La ferme Wynant sera détruite puis remplacée par un bâtiment du même type (style ferme carrée avec toit en pente)

2015

Les auteurs de projet ont pris soin de conserver l’esprit de la ferme en basant l’implantation des maisons sur la forme de la ferme en carré, gardant l’esprit d’une cour centrale.

On est ainsi passé du maintien d’une ferme, à un bâtiment en style de ferme et enfin à une maison carrée avec cour, bref un cube, voir un parallélépipède rectangle avec un trou quelque part.
Mais plus de ferme, en tout cas.
Aujourd’hui, ça y est, on va raser.
Pas gratuit, hélas…

C’est sidérant au moment où les concepteurs du pavillon belge de l’exposition universelle de Milan invitent les visiteurs à pénétrer dans l’espace belge en passant par une ferme. Les résidents du site des Hâleurs auraient pu, eux aussi, profiter d’une fabuleuse joyeuse entrée par ce porche grandiose de la Ferme Wynant, mais circulez, bientôt il n’y aura plus rien à voir !

Ceci dit, ce n’est pas trop grave, puisqu’un bâtiment carré avec cour va naître à sa place et ce serait, d’après les promoteurs, l’équivalent d’une ferme. Tiens, comme ma maison ! Et me voilà fermier. Dès lors aussi, une école est une ferme, une prison est une ferme, et en sillonnant le grand Ath, j’ai constaté que la plupart des maisons sont carrées et disposent d’une cour. Bref, la majorité des Athois habitent une ferme et la ville mérite bien cette appellation de commune rurale au sein du Pays des Collines, dont elle est si fière. Quant aux vaches, cochons, couvées, Pairi Daisa est à quelques kilomètres à vol d’oiseau pour expliquer à nos enfants ce que c’est que la campagne. La ferme y est située tout de suite après l’entrée. Bonne visite !

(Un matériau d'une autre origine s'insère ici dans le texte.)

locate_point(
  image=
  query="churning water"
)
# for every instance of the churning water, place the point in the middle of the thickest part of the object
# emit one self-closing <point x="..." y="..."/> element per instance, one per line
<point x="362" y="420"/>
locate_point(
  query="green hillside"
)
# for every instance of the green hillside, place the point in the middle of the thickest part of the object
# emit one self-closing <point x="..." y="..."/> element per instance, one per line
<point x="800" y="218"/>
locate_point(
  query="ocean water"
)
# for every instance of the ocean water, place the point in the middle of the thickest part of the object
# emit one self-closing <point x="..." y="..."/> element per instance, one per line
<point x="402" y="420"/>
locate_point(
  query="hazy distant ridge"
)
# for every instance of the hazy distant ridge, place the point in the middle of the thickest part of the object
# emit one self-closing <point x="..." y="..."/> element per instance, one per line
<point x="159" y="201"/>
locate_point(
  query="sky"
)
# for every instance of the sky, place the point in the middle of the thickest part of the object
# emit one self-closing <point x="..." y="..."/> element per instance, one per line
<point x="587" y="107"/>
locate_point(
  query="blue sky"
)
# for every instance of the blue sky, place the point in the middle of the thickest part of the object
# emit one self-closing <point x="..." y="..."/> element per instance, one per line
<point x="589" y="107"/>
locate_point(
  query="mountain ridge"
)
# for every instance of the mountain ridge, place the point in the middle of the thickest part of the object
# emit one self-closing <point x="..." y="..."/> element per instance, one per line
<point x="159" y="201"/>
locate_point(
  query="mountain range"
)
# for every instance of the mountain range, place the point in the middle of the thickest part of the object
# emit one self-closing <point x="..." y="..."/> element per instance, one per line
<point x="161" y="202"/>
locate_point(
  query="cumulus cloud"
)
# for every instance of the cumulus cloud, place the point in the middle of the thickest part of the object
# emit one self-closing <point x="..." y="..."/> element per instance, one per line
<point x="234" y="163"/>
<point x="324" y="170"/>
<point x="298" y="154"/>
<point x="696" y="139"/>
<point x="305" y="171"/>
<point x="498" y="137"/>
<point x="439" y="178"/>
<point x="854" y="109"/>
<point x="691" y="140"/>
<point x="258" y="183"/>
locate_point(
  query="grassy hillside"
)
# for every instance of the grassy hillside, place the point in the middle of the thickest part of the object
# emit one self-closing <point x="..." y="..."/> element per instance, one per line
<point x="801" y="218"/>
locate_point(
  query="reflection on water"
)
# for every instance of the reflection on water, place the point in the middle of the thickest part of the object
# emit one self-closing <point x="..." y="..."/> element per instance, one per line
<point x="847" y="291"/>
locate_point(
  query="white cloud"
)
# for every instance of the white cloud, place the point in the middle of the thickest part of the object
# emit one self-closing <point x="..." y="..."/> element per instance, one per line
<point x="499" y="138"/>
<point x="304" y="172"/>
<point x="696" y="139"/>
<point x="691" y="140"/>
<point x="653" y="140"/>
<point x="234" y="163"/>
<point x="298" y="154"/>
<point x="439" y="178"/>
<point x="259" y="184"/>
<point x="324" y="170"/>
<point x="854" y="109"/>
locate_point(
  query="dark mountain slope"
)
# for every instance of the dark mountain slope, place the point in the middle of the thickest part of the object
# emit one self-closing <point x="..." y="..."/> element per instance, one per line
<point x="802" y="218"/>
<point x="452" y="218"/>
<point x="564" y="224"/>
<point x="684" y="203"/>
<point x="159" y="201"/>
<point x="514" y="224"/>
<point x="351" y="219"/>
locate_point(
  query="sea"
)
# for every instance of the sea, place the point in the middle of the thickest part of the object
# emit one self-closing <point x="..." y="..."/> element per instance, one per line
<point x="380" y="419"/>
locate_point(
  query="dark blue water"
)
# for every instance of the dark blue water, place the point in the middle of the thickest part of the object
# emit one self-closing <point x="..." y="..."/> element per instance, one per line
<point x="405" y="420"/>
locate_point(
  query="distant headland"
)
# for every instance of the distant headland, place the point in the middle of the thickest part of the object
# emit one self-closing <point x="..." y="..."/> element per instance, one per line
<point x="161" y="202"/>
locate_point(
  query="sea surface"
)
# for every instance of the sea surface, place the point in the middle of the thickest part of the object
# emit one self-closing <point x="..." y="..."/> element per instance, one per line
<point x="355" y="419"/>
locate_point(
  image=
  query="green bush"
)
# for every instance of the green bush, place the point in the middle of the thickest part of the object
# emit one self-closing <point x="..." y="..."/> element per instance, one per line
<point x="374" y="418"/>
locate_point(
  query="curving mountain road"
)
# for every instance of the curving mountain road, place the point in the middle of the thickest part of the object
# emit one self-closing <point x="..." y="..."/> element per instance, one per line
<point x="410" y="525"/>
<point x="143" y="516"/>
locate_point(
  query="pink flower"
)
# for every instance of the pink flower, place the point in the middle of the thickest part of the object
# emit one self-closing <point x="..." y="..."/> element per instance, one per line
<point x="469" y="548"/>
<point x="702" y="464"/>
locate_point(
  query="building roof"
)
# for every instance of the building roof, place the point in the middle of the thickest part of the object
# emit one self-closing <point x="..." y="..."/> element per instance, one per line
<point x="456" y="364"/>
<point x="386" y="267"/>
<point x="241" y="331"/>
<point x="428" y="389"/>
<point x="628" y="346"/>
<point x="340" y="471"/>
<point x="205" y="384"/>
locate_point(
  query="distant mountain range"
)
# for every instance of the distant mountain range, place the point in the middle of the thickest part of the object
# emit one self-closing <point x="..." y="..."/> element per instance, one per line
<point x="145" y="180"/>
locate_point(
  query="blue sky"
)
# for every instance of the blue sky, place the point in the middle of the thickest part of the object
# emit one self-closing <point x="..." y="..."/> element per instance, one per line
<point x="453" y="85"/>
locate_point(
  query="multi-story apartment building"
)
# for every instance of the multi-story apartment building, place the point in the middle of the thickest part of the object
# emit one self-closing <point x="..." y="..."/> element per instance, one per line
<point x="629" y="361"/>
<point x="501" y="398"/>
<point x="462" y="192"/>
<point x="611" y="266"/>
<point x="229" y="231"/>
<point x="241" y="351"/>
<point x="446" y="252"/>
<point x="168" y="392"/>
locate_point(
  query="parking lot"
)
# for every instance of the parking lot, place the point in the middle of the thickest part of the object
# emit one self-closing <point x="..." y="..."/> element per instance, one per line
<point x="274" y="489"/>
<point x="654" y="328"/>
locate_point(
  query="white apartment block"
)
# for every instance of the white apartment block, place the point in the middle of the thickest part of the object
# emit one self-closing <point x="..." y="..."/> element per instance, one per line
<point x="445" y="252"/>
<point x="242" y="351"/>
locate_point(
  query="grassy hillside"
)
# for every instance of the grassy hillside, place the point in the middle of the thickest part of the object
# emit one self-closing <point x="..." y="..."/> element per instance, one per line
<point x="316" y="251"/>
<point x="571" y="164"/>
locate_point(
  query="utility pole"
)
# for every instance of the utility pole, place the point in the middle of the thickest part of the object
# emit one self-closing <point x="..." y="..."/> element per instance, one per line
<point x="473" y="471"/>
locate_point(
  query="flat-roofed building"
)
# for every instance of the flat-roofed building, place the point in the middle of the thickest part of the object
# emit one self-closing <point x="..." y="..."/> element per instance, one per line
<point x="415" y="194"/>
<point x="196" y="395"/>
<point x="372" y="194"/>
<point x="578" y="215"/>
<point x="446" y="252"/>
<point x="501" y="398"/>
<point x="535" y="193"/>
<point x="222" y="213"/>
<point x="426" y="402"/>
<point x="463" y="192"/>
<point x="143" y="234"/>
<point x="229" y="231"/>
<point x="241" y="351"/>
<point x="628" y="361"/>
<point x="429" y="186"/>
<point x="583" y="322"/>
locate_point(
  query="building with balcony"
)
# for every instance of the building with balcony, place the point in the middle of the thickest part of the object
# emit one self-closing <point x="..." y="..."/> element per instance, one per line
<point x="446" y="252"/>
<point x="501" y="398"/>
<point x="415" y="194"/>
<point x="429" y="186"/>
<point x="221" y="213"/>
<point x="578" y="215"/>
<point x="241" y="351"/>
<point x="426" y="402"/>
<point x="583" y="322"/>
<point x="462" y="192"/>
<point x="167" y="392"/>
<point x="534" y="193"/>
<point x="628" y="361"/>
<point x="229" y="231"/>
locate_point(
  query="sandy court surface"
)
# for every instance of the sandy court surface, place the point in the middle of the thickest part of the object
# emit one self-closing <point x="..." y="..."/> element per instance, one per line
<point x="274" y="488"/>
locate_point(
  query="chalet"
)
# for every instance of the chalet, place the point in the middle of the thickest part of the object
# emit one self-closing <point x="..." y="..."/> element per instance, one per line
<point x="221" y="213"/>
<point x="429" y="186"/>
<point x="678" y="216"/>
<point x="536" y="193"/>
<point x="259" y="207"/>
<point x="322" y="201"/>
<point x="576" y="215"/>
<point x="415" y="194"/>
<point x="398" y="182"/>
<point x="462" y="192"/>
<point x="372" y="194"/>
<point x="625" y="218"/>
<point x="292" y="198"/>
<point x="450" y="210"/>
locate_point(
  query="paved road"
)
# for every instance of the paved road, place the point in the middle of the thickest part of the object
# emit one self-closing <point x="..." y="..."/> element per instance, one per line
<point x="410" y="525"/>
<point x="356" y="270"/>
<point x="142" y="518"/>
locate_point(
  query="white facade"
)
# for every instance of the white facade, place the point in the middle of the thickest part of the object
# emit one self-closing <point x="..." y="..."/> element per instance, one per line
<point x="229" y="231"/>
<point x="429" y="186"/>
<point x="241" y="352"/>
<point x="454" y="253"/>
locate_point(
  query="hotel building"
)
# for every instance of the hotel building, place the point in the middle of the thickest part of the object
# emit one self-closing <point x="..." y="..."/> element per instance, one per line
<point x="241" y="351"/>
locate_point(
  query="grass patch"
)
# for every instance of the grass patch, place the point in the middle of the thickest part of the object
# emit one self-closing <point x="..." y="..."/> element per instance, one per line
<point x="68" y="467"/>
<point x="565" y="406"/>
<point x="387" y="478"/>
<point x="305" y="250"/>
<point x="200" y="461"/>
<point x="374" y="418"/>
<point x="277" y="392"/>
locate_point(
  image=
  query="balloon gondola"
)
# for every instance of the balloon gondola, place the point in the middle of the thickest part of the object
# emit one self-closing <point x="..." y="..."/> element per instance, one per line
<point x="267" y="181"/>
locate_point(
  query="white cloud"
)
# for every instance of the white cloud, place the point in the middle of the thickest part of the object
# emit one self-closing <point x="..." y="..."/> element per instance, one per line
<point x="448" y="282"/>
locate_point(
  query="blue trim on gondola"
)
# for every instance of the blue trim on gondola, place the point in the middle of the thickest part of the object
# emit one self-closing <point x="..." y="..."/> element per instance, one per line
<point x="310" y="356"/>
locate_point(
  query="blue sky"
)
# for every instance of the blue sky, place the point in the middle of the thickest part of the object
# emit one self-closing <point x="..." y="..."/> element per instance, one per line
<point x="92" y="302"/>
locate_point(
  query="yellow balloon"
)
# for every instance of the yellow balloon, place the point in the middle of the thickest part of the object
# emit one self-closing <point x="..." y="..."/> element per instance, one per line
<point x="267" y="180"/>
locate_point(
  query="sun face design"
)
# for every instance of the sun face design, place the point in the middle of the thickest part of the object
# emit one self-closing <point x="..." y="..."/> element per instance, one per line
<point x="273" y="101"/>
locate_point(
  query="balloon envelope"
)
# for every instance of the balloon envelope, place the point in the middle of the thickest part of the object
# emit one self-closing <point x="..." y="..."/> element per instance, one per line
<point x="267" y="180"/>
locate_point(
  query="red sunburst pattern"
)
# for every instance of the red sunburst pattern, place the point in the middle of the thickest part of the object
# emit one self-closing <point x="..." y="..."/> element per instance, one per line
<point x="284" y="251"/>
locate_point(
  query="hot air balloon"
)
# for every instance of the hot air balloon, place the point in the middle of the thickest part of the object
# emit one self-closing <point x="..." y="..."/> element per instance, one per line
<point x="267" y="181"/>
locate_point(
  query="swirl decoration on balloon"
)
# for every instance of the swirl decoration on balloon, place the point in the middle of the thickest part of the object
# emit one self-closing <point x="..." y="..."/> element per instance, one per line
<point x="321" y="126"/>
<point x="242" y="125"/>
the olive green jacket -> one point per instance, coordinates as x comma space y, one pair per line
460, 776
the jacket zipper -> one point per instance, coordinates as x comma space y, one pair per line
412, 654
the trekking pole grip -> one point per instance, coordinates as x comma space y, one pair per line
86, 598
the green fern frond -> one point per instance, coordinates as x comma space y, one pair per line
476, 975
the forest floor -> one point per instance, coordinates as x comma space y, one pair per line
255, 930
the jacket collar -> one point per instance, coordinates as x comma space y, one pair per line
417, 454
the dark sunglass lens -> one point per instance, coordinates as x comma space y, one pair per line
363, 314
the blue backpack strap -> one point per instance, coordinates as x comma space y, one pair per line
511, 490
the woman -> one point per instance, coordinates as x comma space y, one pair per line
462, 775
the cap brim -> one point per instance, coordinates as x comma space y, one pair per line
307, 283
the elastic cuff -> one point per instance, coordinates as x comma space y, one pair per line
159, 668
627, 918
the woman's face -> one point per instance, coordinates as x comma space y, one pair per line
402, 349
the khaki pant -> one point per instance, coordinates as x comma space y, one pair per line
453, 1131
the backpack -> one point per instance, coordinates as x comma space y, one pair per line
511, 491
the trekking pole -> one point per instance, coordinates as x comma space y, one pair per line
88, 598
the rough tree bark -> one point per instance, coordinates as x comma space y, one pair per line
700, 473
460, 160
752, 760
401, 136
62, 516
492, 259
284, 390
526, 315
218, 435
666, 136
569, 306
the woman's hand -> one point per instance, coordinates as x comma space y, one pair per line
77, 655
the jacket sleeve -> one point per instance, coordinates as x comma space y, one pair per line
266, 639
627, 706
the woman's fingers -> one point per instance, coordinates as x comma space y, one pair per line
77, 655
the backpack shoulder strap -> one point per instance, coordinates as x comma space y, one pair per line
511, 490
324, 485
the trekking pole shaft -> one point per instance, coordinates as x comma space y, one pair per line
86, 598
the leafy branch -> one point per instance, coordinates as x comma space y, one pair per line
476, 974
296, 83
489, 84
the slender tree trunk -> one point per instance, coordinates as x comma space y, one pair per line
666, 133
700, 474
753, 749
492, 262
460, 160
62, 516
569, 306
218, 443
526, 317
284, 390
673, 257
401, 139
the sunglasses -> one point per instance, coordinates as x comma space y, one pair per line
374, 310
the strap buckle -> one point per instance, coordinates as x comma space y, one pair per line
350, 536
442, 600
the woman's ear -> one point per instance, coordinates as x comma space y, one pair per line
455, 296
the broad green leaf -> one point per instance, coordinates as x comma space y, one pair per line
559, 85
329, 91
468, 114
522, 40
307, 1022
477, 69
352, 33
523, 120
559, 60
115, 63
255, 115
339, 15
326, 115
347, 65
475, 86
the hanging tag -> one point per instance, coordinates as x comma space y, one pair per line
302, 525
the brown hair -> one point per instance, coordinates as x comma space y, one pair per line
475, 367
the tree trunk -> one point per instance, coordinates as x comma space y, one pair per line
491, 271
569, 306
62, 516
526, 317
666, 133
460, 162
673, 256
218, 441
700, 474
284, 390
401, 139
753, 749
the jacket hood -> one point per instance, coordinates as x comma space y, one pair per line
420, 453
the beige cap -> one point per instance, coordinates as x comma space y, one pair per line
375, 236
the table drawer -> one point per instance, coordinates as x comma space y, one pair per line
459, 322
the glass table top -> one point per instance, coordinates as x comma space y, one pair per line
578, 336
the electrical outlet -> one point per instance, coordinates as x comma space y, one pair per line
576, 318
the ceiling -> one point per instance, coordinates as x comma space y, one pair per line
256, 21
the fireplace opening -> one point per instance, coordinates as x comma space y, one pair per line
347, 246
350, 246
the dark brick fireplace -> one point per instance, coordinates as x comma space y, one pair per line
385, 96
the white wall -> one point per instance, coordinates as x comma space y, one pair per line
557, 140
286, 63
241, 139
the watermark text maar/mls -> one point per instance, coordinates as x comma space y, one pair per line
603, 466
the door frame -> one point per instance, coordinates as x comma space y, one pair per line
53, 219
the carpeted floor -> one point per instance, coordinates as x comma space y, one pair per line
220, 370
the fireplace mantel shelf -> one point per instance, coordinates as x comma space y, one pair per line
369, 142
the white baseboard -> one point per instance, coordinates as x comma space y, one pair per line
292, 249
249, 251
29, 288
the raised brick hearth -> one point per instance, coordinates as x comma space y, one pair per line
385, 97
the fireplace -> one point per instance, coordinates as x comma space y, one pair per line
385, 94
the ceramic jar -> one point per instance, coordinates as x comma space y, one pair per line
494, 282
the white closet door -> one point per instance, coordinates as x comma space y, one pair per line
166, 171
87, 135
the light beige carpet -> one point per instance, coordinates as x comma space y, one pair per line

En attendant un pèlerinage s’impose pour profiter une dernière fois du magnolia en façade et très bientôt des glycines centenaires dans la cour intérieure et des rosiers, des voûtes, des arcades, des clochetons, des belles charpentes. Peut-être va-t-on les retrouver dans la cour intérieure des quatre murs programmés à la place. Mais il sera difficile d’y recaser les quelques familles d’hirondelles qui y nichent encore. Probablement les dernières dans le centre d’Ath. Les voilà SDF. Peut-être pourra-t-on les reloger à Pairi Daisa aussi? Natagora, en tout cas, ne semble pas s’en émouvoir.

Quant à nos historiens locaux, parfois à la limite de l’apoplexie pour la disparition d’un bouton de braguette d’un hallebardier de la ducasse, ils n’ont pas pipé mot quant à la disparition de ce patrimoine exceptionnel qu’est la Ferme Wynant ! Sic transit gloria mundi.

Version originale :

Enterré sans fleurs ni couronnes

Enterré sans fleurs ni couronnes

La première phase concerne l’urbanisation de cette zone, entre le canal et la chaussée de Mons.-ÉdA – 21586565334

La première phase concerne l’urbanisation de cette zone, entre le canal et la chaussée de Mons.-ÉdA – 21586565334

La première phase du projet immobilier des Haleurs, à Ath, est mise en œuvre à travers quatre demandes de permis pour 58 logements.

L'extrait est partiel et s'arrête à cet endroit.